А Розенкранц вырвался и, безутешно рыдая, бухнулся на колени перед судьей.
— Er, er hat den Herrn Untersuchungsrichter ermordet. Упийца. Fragen Sie den Юришич er weiss alles, der Junge![114]
Председатель суда в растерянности отступил, а инспектор обратился к Юришичу. Тот стоял поблизости окаменевший, как в параличе. Вопрос он услышал, понял. Отвечать на него? Обвинять? Этот председатель вел судебное заседание, которое вынесло ему приговор. И тем самым помочь Розенкранцу, который, можно сказать, всадил в Мутавца последнюю смертельную пулю. Чувство справедливости душит его, но он только пожал плечами.
— Спросите его! — показал он на Рашулу и замолчал.
— А я и отвечу! Вот этого здесь, Мутавца, убил Розенкранц. Притворившись сумасшедшим, он его душил и задушил. Все это видели, мне Мачек сказал!
— Is nicht wahr! — хрипло проговорил и вскочил на ноги Розенкранц, до крайности обескураженный и совсем позабывший, что притворяется сумасшедшим. — Sie, Sie! — и он задохнулся.
— Это правда, все здесь свидетели! Вот, и Мачек тоже! — Заглядывавший в дверь Мачек хотел скрыться, но поздно. Он вынужден был подтвердить. — Ну, слышали! — продолжает Рашула. — А в том, что он симулирует, я обвиняю здесь перед представителями суда тайного агента правительства доктора Пайзла, который подбил на это Розенкранца, чтобы добиться освобождения, а сам в свою очередь упек в тюрьму и погубил собственного шурина!
— Is nicht wahr! — пришел в себя Розенкранц. — Herr Юришич, sagen Sie, Sie wissen alles, er hat ihn in den Tod getrieben![115]
— Сколько во всем этом истины, можно увидеть из письма, которое оставил Мутавац. Господин Бурмут, покажите письмо его превосходительству!
Бурмут вернулся, роется в карманах. Председатель суда нетерпеливо обращается к Юришичу.
— Юришич! — пропищал он. — Здесь уже дважды вас упоминали, говорите!

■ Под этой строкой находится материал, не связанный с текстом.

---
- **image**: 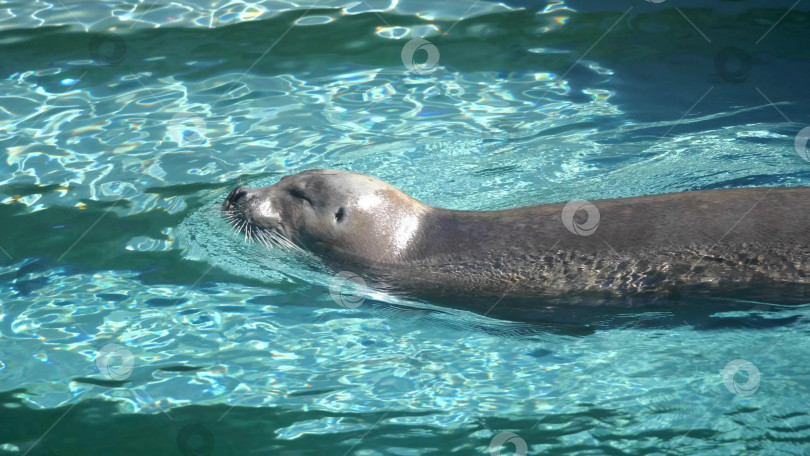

Все это время с улицы с небольшими интервалами слышалась танцевальная музыка. Слышно ее и сейчас, она звучит насмешливо и оскорбительно. О, как все глупо, отвратительно и бесполезно! О чем сейчас можно говорить! Тот же самый председатель суда с дрожащими руками и слезой в глазу, вспоминает Юришич, зачитал ему вчера подтверждение судебного приговора. Что можно сказать этому немощному человечку?
— Что я могу знать, — выдавил он из себя, — могу поручиться только за себя, а о других мне ничего не известно.
— Вы обязаны сказать суду все, что знаете! — затопал ногами председатель, размахивая письмом, которое ему передал Бурмут.
— Нет, не обязан! От суда, который освобождает Пайзла, а невиновного Петковича держит под стражей, я не жду никакой справедливости.
— Что? — истерически встрепенулся председатель. — Это оскорбление суда! Господин инспектор, об этом надлежит написать докладную записку! Здесь, возможно, совершено преступление, по закону каждый должен рассказать все, что знает.
— Er hat ihn mit Axt… mit Axt[116], — закорчился Розенкранц от страха, что молчание Юришича даст повод обвинить его в смерти Мутавца. С трудом выговаривая слова, он принялся доказывать, что Рашула украл у Мутавца не только письмо, которое его превосходительство держит в руках, но и еще одно.
— Точно! — признается Рашула, довольный молчанием Юришича. — Но и то письмо в руках его превосходительства, потому что его тоже надо передать в суд.
— Негодяй! — крикнул Юришич, только сейчас почувствовав сильное, почти неодолимое желание высказать о Рашуле все свои подозрения, все, что он знает о нем. Но было уже слишком поздно, потому что Розенкранц снова встал на колени перед председателем суда, который совсем разбушевался, принялся звать охранников, даже запищал на начальника тюрьмы.